= Bernstein's problem =

Problem in differential geometry

In differential geometry, Bernstein's problem is as follows: if the graph of a function on R^{n−1} is a minimal surface in R^{n}, does this imply that the function is linear?
This is true for n at most 8, but false for n at least 9. The problem is named for Sergei Natanovich Bernstein who solved the case n = 3 in 1914.

==Statement==

Suppose that f is a function of n − 1 real variables. The graph of f is a surface in R^{n}, and the condition that this is a minimal surface is that f satisfies the minimal surface equation

$\sum_{i=1}^{n-1} \frac{\partial}{\partial x_i}\frac{\frac{\partial f}{\partial x_i}}{\sqrt{1+\sum_{j=1}^{n-1}\left(\frac{\partial f}{\partial x_j}\right)^2}} = 0$

Bernstein's problem asks whether an entire function (a function defined throughout R^{n−1} ) that solves this equation is necessarily a degree-1 polynomial.

==History==

Bernstein (1915–1917) proved Bernstein's theorem that a graph of a real function on R^{2} that is also a minimal surface in R^{3} must be a plane.

Fleming (1962) gave a new proof of Bernstein's theorem by deducing it from the fact that there is no non-planar area-minimizing cone in R^{3}.

De Giorgi (1965) showed that if there is no non-planar area-minimizing cone in R^{n−1} then the analogue of Bernstein's theorem is true for graphs in R^{n}, which in particular implies that it is true in R^{4}.

Almgren (1966) showed there are no non-planar minimizing cones in R^{4}, thus extending Bernstein's theorem to R^{5}.

Simons (1968) showed there are no non-planar minimizing cones in R^{7}, thus extending Bernstein's theorem to R^{8}. He also showed that the surface defined by

$\{ x \in \mathbb{R}^8 : x_1^2+x_2^2+x_3^2+x_4^2=x_5^2+x_6^2+x_7^2+x_8^2 \}$

is a locally stable cone in R^{8}, and asked if it is globally area-minimizing.
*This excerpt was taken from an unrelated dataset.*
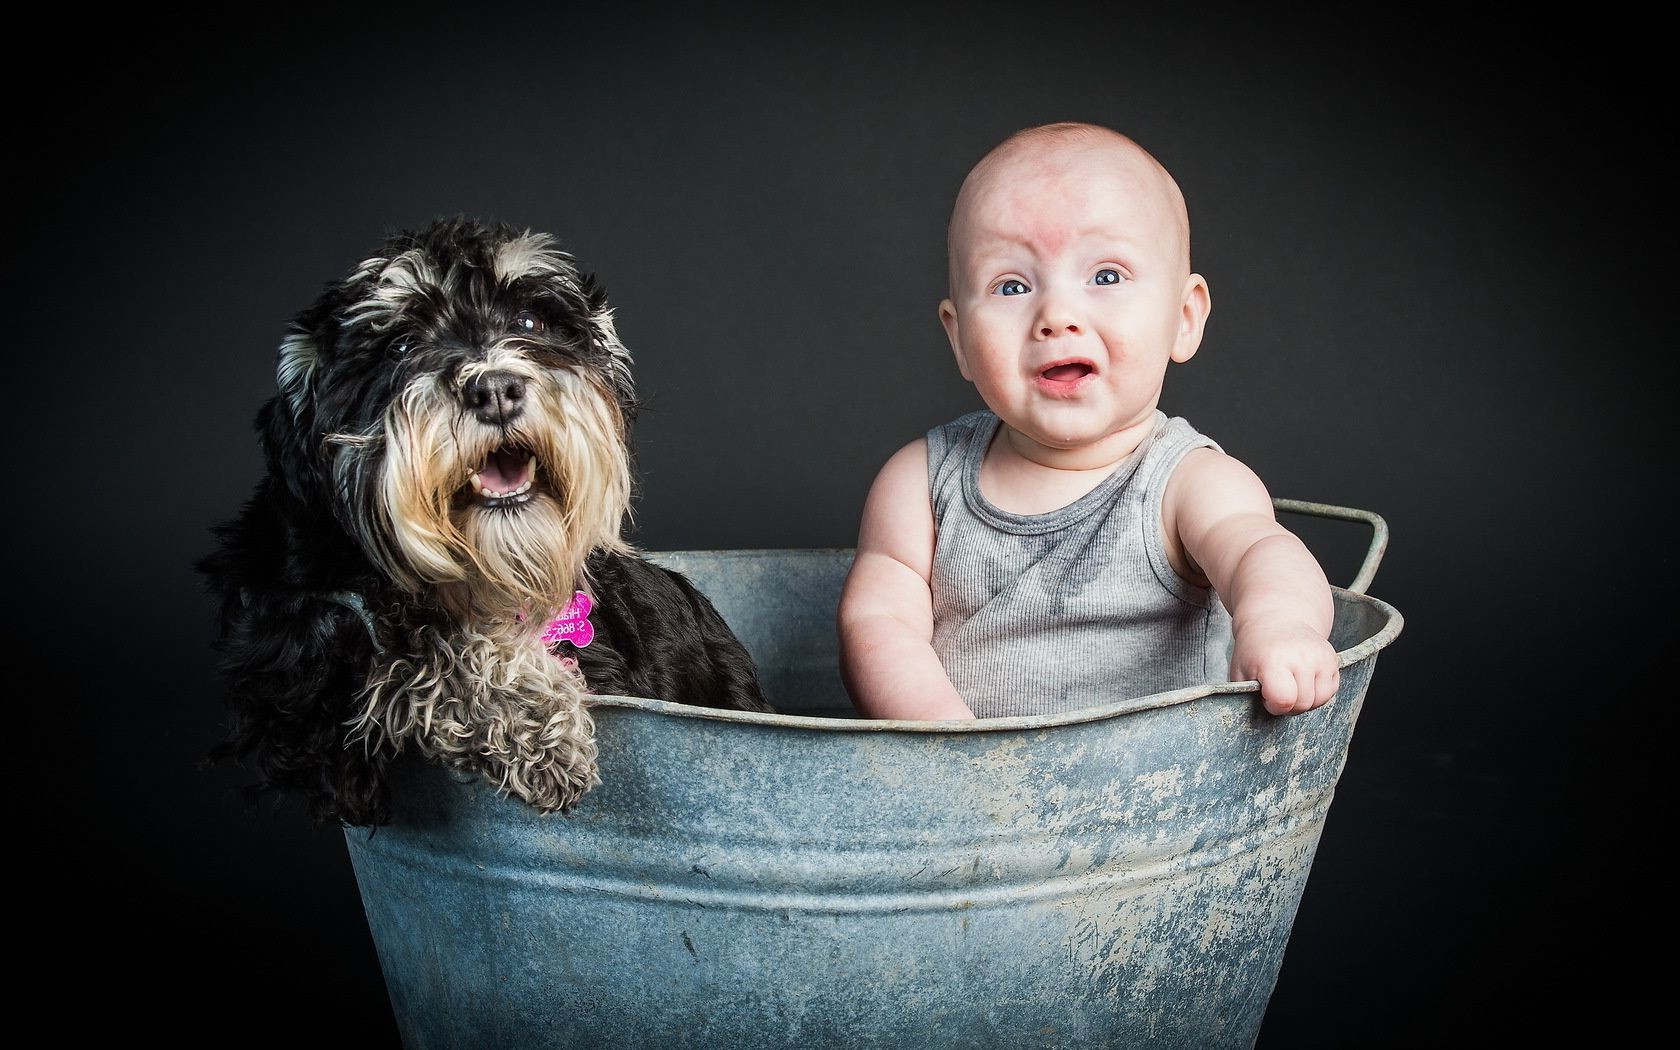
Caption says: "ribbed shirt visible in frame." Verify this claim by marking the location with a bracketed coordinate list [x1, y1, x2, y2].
[928, 409, 1234, 718]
Bombieri, De Giorgi & Giusti (1969) showed that Simons' cone is indeed globally minimizing, and that in R^{n} for n≥9 there are graphs that are minimal, but not hyperplanes. Combined with the result of Simons, this shows that the analogue of Bernstein's theorem is true in R^{n} for n≤8, and false in higher dimensions.